The following are summary points to remember from this review article on left ventricular assist devices (LVADs) for lifelong support:

1. Patients not in cardiogenic shock at the time of LVAD implant enjoy survival that is competitive with heart transplantation out to about 2 years.
2. There are five clinical profiles for LVAD patients. These include: a) normal resting hemodynamics (central venous pressure [CVP] 3-12 mm Hg, pulmonary capillary wedge pressure [PCWP] 8-18 mm Hg); b) right HF (elevated CVP, normal PCWP); c) biventricular failure/fluid overload (elevated CVP and PCWP); d) left HF (normal CVP, elevated PCWP); and e) hypovolemia (low CVP and PCWP). Only 40-60% of patients had “normal” hemodynamics (CVP <12 mm Hg and PCWP <18 mm Hg) at their set speed.

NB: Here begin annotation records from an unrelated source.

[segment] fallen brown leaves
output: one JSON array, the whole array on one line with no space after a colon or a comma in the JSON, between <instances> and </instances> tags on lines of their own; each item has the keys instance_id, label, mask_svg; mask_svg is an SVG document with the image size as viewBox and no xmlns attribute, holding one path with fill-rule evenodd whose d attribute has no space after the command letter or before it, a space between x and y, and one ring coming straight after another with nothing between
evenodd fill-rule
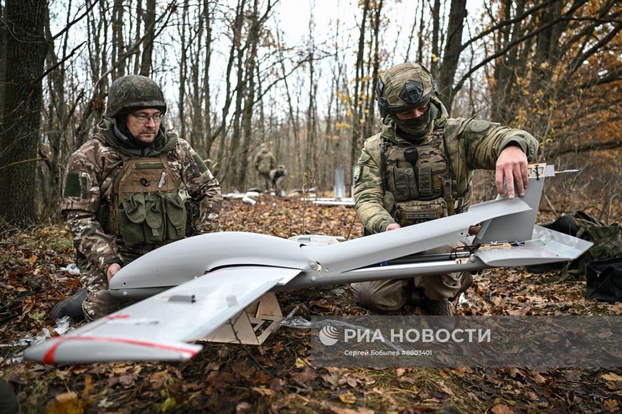
<instances>
[{"instance_id":1,"label":"fallen brown leaves","mask_svg":"<svg viewBox=\"0 0 622 414\"><path fill-rule=\"evenodd\" d=\"M228 231L289 237L346 237L354 218L347 207L305 206L294 199L260 198L255 206L226 201ZM356 222L350 237L360 237ZM0 243L0 338L14 343L50 329L52 306L79 288L79 278L60 268L73 262L61 227L19 234ZM585 301L580 281L524 269L475 277L461 315L621 315L622 305ZM279 292L284 312L360 315L347 286ZM407 308L403 313L420 312ZM261 347L206 344L187 363L117 363L44 366L9 364L21 347L0 347L2 378L27 412L170 412L196 410L350 413L537 412L620 410L622 370L564 369L537 372L507 369L316 368L307 329L281 328ZM252 356L252 358L249 356Z\"/></svg>"}]
</instances>

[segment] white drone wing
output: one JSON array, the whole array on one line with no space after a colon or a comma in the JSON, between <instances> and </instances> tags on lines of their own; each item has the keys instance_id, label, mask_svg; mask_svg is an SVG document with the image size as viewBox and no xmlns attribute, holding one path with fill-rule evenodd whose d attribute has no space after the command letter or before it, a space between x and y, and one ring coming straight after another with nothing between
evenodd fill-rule
<instances>
[{"instance_id":1,"label":"white drone wing","mask_svg":"<svg viewBox=\"0 0 622 414\"><path fill-rule=\"evenodd\" d=\"M182 283L24 351L48 364L187 360L204 338L300 269L234 266Z\"/></svg>"}]
</instances>

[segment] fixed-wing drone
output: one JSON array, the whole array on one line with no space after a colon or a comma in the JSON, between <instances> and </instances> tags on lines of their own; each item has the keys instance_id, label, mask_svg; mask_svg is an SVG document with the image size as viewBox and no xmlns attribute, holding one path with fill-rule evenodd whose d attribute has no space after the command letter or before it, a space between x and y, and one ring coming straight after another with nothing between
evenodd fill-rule
<instances>
[{"instance_id":1,"label":"fixed-wing drone","mask_svg":"<svg viewBox=\"0 0 622 414\"><path fill-rule=\"evenodd\" d=\"M282 318L276 290L573 260L592 244L535 225L545 177L555 173L552 165L534 164L522 197L342 242L224 232L167 244L110 282L115 297L142 300L24 356L50 364L186 360L202 349L188 343L197 341L262 343ZM465 248L415 255L457 242Z\"/></svg>"}]
</instances>

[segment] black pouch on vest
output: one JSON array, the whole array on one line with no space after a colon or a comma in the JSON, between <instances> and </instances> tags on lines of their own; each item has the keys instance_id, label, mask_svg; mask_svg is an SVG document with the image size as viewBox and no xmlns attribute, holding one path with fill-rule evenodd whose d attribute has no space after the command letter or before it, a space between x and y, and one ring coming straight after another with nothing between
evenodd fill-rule
<instances>
[{"instance_id":1,"label":"black pouch on vest","mask_svg":"<svg viewBox=\"0 0 622 414\"><path fill-rule=\"evenodd\" d=\"M586 299L609 303L622 301L622 257L590 262L586 275Z\"/></svg>"},{"instance_id":2,"label":"black pouch on vest","mask_svg":"<svg viewBox=\"0 0 622 414\"><path fill-rule=\"evenodd\" d=\"M194 223L201 214L198 203L190 198L187 198L185 203L186 208L186 237L194 234Z\"/></svg>"}]
</instances>

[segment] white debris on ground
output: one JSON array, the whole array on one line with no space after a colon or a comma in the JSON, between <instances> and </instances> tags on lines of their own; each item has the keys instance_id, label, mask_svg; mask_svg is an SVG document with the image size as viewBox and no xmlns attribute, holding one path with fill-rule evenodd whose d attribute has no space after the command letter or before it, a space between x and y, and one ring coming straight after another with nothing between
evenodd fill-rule
<instances>
[{"instance_id":1,"label":"white debris on ground","mask_svg":"<svg viewBox=\"0 0 622 414\"><path fill-rule=\"evenodd\" d=\"M244 197L259 197L259 193L257 191L246 191L246 193L240 193L239 191L236 190L233 193L227 193L226 194L223 195L223 198L230 199L230 198L244 198Z\"/></svg>"},{"instance_id":2,"label":"white debris on ground","mask_svg":"<svg viewBox=\"0 0 622 414\"><path fill-rule=\"evenodd\" d=\"M56 324L52 329L58 334L62 335L69 331L73 331L73 328L69 326L69 316L63 316L56 320Z\"/></svg>"},{"instance_id":3,"label":"white debris on ground","mask_svg":"<svg viewBox=\"0 0 622 414\"><path fill-rule=\"evenodd\" d=\"M254 206L255 205L255 203L257 203L257 201L253 200L250 197L242 197L242 203L244 203L244 204L249 204L251 206Z\"/></svg>"},{"instance_id":4,"label":"white debris on ground","mask_svg":"<svg viewBox=\"0 0 622 414\"><path fill-rule=\"evenodd\" d=\"M67 267L61 267L61 270L67 272L70 275L79 275L80 269L78 269L78 266L75 263L72 263L70 265L68 265Z\"/></svg>"},{"instance_id":5,"label":"white debris on ground","mask_svg":"<svg viewBox=\"0 0 622 414\"><path fill-rule=\"evenodd\" d=\"M235 191L233 193L227 193L226 194L223 195L223 198L227 200L231 200L232 198L241 198L242 202L244 204L249 204L251 206L255 205L257 203L257 200L254 200L253 198L259 197L261 193L258 191L246 191L246 193L240 193L239 191Z\"/></svg>"},{"instance_id":6,"label":"white debris on ground","mask_svg":"<svg viewBox=\"0 0 622 414\"><path fill-rule=\"evenodd\" d=\"M63 335L67 332L70 332L75 328L70 325L70 321L69 316L63 316L57 319L56 320L56 324L52 327L52 330L58 335ZM0 344L0 347L22 347L22 349L16 352L2 362L6 364L21 363L24 360L23 348L40 344L49 338L52 338L52 334L49 329L44 328L34 336L29 333L22 338L12 341L8 344Z\"/></svg>"}]
</instances>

3. Current clinical guidelines support the use of an echocardiographic ramp test to set pump speed. The HeartMate II has a linear relationship between pump speed and LV end-diastolic diameter (LVEDD) at all speeds. In contrast, the HVAD seems to provide minimal unloading until the aortic valve is closed, after which there is rapid unloading. Changes in LV and right ventricular (RV) shape may differ between devices due to the effects of pump position. Specifically, the subdiaphragmatic position of the HeartMate II pulls the apex inferiorly, while the intrapericardial position of the HVAD pushes the apex upwards. These tensile effects may directly alter LV shape, independent of those from augmented unloading at faster speeds, particularly at the base of the heart where LVEDD is measured. Investigations into such geometric differences are ongoing, and their clinical effects are uncertain.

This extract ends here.